Writing to Persuade: How to Bring People Over to Your Side
- First edition
- Author: Trish Hall
- Publisher: Liveright
- Publication date: June 2019
- Pages: 224
- ISBN: 978-1-63149-787-2

= Writing to Persuade =

2019 non-fiction book by Trish Hall

Writing to Persuade: How to Bring People Over to Your Side is a 2019 non-fiction book by Trish Hall, a longtime journalist and former op-ed editor at The New York Times.

==Overview==
The book is "part memoir, part self-help, and part writing guide" according to Kirkus Reviews.

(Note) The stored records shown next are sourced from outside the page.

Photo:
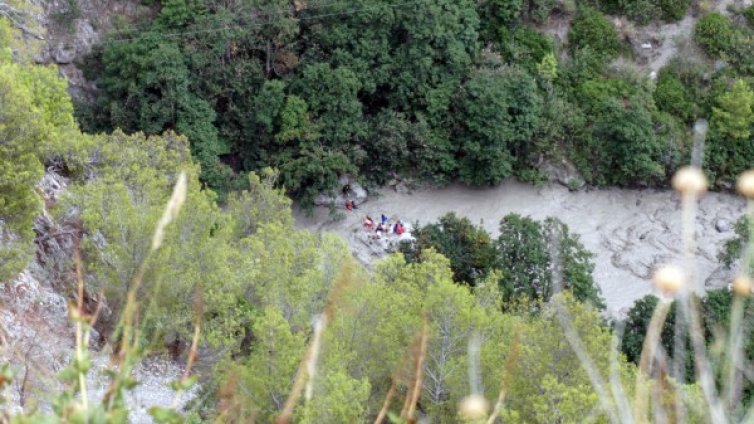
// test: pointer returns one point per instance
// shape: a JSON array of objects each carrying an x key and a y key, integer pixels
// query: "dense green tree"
[
  {"x": 469, "y": 248},
  {"x": 715, "y": 34},
  {"x": 728, "y": 148},
  {"x": 147, "y": 87},
  {"x": 37, "y": 128},
  {"x": 498, "y": 111},
  {"x": 332, "y": 97},
  {"x": 534, "y": 257},
  {"x": 734, "y": 247},
  {"x": 590, "y": 29},
  {"x": 733, "y": 115},
  {"x": 269, "y": 371},
  {"x": 497, "y": 14}
]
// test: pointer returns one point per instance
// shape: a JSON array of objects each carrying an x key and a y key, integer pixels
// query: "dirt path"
[{"x": 629, "y": 231}]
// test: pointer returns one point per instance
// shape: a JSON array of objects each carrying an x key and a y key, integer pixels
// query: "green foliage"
[
  {"x": 728, "y": 149},
  {"x": 590, "y": 29},
  {"x": 734, "y": 248},
  {"x": 535, "y": 256},
  {"x": 715, "y": 311},
  {"x": 147, "y": 87},
  {"x": 37, "y": 127},
  {"x": 674, "y": 10},
  {"x": 672, "y": 96},
  {"x": 623, "y": 147},
  {"x": 498, "y": 111},
  {"x": 715, "y": 34},
  {"x": 748, "y": 13},
  {"x": 469, "y": 248},
  {"x": 525, "y": 46},
  {"x": 496, "y": 14},
  {"x": 733, "y": 115}
]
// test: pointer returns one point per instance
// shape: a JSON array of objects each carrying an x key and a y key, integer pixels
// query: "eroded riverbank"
[{"x": 629, "y": 231}]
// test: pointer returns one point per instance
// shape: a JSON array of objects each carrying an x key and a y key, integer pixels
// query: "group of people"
[{"x": 377, "y": 229}]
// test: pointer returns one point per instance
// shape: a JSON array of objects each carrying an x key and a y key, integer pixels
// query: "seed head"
[
  {"x": 473, "y": 408},
  {"x": 669, "y": 279},
  {"x": 689, "y": 180},
  {"x": 745, "y": 184},
  {"x": 742, "y": 285}
]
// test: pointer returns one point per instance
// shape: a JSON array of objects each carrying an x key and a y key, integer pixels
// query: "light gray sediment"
[{"x": 629, "y": 231}]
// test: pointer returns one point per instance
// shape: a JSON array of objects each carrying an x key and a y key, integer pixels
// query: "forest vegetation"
[{"x": 239, "y": 107}]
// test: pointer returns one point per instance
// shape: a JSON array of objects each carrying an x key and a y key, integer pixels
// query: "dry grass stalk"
[
  {"x": 193, "y": 351},
  {"x": 416, "y": 392},
  {"x": 411, "y": 351},
  {"x": 130, "y": 335},
  {"x": 386, "y": 404},
  {"x": 647, "y": 358},
  {"x": 510, "y": 362},
  {"x": 308, "y": 364}
]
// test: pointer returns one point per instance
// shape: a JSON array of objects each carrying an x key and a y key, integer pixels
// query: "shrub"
[
  {"x": 672, "y": 96},
  {"x": 525, "y": 46},
  {"x": 642, "y": 11},
  {"x": 674, "y": 10},
  {"x": 524, "y": 250},
  {"x": 590, "y": 29},
  {"x": 748, "y": 13},
  {"x": 497, "y": 112},
  {"x": 468, "y": 247},
  {"x": 715, "y": 34}
]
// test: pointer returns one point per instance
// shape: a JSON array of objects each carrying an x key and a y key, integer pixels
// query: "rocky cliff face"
[
  {"x": 37, "y": 337},
  {"x": 74, "y": 28}
]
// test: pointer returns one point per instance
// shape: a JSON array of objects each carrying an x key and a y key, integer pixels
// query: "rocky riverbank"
[{"x": 629, "y": 231}]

Subjects covered in the book include: "why lies on Twitter are more popular than facts," "why Republicans are better persuaders than Democrats," "how things work at Op-Ed," as well as "inside baseball" at The New York Times about "memorable essays" by Angelina Jolie, Vladimir Putin, and others.

==Reception==
Writing to Persuade received positive reviews. Kirkus Reviews said it is "a lucid book about building bridges through communication along with some interesting behind-the-scenes background at the NYT." Publishers Weekly wrote, "This book offers sound, well-reasoned advice that will benefit any writer." In a review in The New York Times Book Review, Patricia T. O'Conner stated, Hall "convincingly demonstrates that beliefs always outweigh facts."